Rowe's tale of teenage anguish and loneliness (October) is an exquisitely told cautionary tale, rich in visceral images of horror and the erotic.
-Vince Liaguno, editor of the Bram Stoker Award-winning Unspeakable Horror: From the Shadows of the Closet
October is the kind of horror novel a lot of adults needed when they were kids. Michael Rowe understands that while it gets better for some people, not everyone can afford to sit back and wait if they want to survive. A powerful and powerfully frightening tale about making hard choices in the name of survival, and what those choices cost. Because becoming who you are really means making a deal with the Devil. And sometimes, the Devil is the only one who really understands.
-Bracken MacLeod, author of Stranded and 13 Views of the Suicide Woods
Michael Rowe's talent shines through in this terrifying story of black magic, social persecution, and desire gone horrifically wrong. Readers will immediately identify with the story of Mikey Childress, and they'll hold on for dear life as Mikey's search for acceptance and a dream of love drag them across a jagged terrain of brutality and indifference. With October, Rowe taps into the primal terrors of a teen's life, exploring the loneliness and misery of an outcast who finds his only salvation in a vicious, dark place.

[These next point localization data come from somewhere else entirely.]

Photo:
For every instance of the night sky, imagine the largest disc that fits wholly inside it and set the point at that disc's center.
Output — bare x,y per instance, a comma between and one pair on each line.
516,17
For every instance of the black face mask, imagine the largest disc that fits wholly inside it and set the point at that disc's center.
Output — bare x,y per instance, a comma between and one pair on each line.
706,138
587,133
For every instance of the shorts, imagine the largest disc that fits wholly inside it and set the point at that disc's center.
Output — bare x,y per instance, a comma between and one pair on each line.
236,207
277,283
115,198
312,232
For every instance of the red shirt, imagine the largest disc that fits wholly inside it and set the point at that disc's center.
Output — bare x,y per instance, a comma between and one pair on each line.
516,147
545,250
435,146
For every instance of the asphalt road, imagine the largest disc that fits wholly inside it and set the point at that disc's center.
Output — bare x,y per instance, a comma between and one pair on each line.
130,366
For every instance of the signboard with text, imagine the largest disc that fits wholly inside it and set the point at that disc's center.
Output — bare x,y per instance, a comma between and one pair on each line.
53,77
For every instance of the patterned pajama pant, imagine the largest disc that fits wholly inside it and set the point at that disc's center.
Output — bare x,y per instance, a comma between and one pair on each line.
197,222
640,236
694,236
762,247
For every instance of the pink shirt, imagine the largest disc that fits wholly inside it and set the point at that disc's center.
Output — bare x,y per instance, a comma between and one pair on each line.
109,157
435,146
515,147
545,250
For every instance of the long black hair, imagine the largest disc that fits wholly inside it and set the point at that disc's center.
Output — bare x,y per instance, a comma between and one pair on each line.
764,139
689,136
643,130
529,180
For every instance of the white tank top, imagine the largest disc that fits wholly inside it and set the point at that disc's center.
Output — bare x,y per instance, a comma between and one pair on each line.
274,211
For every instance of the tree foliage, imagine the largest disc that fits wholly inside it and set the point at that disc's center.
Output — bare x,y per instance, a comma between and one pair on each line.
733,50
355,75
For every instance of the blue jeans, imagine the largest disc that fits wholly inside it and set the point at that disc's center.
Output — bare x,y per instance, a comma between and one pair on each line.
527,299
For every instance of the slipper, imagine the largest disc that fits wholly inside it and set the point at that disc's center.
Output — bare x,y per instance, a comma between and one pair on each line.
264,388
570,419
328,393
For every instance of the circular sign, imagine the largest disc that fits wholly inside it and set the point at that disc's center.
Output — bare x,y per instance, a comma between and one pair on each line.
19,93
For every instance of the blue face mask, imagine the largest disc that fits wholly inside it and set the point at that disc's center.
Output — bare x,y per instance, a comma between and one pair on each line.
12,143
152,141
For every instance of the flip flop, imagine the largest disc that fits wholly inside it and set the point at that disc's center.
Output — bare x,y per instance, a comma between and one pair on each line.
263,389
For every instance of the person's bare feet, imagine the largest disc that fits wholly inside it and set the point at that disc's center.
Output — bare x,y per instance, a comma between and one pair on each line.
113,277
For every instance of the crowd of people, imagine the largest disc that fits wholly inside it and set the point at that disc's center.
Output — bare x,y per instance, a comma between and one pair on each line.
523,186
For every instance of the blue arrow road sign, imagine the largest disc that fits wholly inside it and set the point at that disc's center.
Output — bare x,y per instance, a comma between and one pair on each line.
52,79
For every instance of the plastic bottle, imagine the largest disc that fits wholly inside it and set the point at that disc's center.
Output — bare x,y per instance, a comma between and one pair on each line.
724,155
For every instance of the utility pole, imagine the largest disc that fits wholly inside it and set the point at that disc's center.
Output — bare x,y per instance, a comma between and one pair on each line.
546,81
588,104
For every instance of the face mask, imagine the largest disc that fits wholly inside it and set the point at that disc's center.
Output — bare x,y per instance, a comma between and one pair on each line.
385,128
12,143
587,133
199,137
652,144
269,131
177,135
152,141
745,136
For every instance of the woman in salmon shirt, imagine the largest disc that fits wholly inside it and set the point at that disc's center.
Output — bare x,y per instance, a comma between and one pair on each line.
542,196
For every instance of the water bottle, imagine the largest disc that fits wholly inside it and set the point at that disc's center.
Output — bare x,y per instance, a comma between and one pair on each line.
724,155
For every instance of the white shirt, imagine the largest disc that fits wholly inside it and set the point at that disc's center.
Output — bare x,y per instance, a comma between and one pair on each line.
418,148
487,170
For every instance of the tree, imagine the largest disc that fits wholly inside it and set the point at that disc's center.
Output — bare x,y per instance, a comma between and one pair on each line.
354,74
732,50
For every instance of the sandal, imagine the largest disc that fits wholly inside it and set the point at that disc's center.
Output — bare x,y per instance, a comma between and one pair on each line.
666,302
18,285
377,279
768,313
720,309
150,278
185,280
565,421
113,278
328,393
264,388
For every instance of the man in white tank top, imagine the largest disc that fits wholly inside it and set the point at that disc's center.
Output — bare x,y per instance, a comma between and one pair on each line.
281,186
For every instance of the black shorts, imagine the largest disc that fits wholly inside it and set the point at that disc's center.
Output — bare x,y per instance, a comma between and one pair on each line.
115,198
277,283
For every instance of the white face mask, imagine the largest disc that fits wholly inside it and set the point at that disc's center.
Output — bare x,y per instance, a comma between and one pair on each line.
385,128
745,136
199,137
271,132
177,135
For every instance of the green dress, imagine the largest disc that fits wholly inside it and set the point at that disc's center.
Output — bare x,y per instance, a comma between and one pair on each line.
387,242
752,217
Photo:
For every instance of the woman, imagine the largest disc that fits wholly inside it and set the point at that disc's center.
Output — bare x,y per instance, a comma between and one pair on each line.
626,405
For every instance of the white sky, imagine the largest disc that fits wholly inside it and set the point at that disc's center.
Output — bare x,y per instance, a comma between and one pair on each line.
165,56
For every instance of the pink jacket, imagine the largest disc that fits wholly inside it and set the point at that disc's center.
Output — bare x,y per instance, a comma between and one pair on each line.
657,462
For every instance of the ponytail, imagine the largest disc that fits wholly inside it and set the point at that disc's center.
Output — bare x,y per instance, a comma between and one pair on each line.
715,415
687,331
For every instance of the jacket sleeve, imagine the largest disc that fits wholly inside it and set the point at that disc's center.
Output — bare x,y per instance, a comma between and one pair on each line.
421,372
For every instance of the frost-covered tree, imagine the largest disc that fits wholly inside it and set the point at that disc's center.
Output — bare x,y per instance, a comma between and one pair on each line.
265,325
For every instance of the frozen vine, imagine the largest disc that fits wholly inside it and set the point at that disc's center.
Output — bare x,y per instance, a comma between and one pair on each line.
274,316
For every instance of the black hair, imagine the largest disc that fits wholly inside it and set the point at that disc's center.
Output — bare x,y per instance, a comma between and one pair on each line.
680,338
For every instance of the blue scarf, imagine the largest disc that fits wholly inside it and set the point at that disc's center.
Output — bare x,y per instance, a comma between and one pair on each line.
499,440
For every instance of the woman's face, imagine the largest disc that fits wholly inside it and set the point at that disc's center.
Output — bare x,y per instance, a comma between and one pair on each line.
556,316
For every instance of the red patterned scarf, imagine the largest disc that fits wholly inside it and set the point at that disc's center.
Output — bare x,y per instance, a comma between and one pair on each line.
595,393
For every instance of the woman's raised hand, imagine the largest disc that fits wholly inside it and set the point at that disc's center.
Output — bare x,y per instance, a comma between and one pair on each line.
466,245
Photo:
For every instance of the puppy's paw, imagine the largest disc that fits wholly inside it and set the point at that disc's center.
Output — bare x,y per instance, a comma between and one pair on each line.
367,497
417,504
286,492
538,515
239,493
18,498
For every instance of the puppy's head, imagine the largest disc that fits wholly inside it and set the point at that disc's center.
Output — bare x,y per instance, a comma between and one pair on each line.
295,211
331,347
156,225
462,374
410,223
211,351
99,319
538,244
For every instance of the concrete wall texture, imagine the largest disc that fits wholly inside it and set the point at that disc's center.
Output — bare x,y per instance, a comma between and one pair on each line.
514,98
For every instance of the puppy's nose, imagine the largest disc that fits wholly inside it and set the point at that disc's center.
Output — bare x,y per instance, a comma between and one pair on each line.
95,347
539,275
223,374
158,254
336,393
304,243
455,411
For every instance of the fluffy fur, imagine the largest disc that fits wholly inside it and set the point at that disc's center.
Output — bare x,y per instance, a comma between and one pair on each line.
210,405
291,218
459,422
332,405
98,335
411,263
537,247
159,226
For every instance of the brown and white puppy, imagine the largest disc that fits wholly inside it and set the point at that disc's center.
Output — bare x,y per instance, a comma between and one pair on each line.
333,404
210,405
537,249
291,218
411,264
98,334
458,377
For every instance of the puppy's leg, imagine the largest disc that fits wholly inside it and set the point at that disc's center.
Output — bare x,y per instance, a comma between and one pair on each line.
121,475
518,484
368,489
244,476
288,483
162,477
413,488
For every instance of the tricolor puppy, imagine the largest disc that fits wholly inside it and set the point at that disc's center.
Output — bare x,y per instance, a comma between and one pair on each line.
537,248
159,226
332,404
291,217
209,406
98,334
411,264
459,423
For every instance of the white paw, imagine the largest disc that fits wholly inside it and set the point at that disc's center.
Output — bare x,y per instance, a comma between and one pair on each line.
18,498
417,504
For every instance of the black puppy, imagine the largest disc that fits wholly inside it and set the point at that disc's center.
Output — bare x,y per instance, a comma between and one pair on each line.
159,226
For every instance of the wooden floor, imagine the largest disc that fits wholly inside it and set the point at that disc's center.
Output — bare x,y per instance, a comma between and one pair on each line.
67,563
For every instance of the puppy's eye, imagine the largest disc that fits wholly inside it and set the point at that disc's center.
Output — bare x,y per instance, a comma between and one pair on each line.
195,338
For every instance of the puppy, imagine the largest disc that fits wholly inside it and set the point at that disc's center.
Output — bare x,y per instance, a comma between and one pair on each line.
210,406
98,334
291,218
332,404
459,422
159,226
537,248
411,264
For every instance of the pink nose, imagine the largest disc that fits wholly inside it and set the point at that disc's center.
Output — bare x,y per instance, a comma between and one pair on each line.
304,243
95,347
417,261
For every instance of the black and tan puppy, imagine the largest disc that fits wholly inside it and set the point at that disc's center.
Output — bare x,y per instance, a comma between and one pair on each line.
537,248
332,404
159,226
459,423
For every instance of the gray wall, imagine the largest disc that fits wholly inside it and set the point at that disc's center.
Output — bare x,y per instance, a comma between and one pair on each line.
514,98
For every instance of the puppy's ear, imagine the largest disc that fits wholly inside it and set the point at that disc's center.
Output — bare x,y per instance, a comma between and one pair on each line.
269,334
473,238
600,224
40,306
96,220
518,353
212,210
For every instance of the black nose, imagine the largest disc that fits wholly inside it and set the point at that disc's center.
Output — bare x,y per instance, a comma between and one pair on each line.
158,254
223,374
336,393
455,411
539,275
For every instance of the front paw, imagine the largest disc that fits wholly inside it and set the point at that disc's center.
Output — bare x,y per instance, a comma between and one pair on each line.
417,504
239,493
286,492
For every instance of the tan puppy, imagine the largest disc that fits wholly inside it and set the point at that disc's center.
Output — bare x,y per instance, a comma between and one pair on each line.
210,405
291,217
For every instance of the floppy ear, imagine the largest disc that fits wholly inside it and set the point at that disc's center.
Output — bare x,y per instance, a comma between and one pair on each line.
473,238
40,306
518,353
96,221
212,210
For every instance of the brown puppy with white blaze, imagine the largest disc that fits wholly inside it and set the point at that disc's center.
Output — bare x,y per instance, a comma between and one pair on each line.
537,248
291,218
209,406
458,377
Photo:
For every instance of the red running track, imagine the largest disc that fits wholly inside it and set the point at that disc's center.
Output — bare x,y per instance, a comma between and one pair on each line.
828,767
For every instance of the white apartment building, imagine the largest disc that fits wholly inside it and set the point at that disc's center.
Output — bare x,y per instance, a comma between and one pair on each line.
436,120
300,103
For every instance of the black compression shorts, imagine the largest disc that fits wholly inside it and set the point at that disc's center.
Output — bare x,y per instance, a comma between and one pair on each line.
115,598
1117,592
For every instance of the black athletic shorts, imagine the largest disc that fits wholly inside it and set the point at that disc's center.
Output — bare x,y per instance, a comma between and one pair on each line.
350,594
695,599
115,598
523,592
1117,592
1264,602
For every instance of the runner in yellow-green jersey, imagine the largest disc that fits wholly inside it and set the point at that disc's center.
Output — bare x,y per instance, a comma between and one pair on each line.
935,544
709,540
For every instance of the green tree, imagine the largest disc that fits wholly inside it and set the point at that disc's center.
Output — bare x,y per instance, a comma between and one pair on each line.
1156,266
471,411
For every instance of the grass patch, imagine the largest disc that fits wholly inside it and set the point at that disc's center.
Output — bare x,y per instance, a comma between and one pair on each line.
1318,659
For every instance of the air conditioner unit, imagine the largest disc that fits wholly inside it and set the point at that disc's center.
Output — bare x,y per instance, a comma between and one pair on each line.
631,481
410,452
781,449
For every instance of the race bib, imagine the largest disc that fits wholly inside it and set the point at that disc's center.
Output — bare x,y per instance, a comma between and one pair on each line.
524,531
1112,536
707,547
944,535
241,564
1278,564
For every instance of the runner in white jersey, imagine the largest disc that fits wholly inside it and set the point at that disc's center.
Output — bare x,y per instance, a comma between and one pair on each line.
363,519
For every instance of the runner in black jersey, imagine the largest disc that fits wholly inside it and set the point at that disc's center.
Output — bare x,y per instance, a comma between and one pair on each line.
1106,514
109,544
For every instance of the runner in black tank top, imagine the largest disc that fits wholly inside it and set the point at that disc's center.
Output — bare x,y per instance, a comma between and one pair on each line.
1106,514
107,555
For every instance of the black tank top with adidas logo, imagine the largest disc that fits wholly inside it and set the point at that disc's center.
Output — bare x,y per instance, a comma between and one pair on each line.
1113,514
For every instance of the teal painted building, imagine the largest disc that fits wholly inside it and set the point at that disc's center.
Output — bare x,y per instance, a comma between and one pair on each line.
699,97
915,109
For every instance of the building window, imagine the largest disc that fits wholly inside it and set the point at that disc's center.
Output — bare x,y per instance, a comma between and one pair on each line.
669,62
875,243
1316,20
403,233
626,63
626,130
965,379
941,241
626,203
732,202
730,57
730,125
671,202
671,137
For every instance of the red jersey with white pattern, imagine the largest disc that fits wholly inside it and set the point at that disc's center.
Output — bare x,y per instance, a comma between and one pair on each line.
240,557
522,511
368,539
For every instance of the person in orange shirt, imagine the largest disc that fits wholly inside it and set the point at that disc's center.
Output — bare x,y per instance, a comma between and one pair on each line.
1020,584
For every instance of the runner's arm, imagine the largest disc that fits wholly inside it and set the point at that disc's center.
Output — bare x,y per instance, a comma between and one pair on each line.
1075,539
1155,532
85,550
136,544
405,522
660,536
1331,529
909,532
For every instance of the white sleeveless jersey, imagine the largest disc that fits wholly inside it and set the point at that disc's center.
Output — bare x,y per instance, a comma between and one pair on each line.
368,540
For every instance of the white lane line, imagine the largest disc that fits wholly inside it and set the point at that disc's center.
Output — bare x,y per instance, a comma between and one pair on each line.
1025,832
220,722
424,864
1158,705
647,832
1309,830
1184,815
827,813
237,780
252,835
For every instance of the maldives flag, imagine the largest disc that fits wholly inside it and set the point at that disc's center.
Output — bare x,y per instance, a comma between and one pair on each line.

-Lee Thomas, Lambda Literary Award- and Bram Stoker Award-winning author of The German and Down on Your Knees
[Wild Fell is a] superb ghost story that evokes terrors both ancient and modern, and delivers us to a place of profound fear.
-Clive Barker
[A] major new talent. Michael Rowe is now on my must-read list.
-Christopher Rice
[Wild Fell] by Canadian author Michael Rowe fulfills the Hobbesian ideal of a haunted house novel: nasty, brutish and short. Also, elegant. With more than a little meta-fictional self-awareness-another trope of the haunted house novel post-1820, when the genre was already centuries old-Rowe tells the story of damaged ingenue Jameson Browning, who purchases the titular mansion on a lake-locked outcropping called Blackmore Island after an accident which puts him in possession of a sizable cash settlement. The ghosts are also real in Rowe, this time in the visage of Rosa Blackmore, a spectral teenager who makes known her presence in grim, strobic flashes around the estate. And yet, as in all the best haunted house stories, the specter in Wild Fell is more than just that; it's a powerful human emotion made flesh-or un-flesh, as the case may be. While over it all loom the spires of Wild Fell: dwelt in by Jameson, dwelling in him.
-Electric Lit
Michael Rowe writes like a storyteller, so seamlessly that the words disappear under your skin.
-Susie Moloney for CBC Manitoba
Michael Rowe is the author of Enter, Night (CZP) and has received the Lambda Literary Award and the Spectrum Award. He was a finalist for the International Horror Guild, Sunburst, Aurora and National Magazine Awards. Clive Barker has lauded Rowe for changing the face of horror with his Queer Fear anthologies.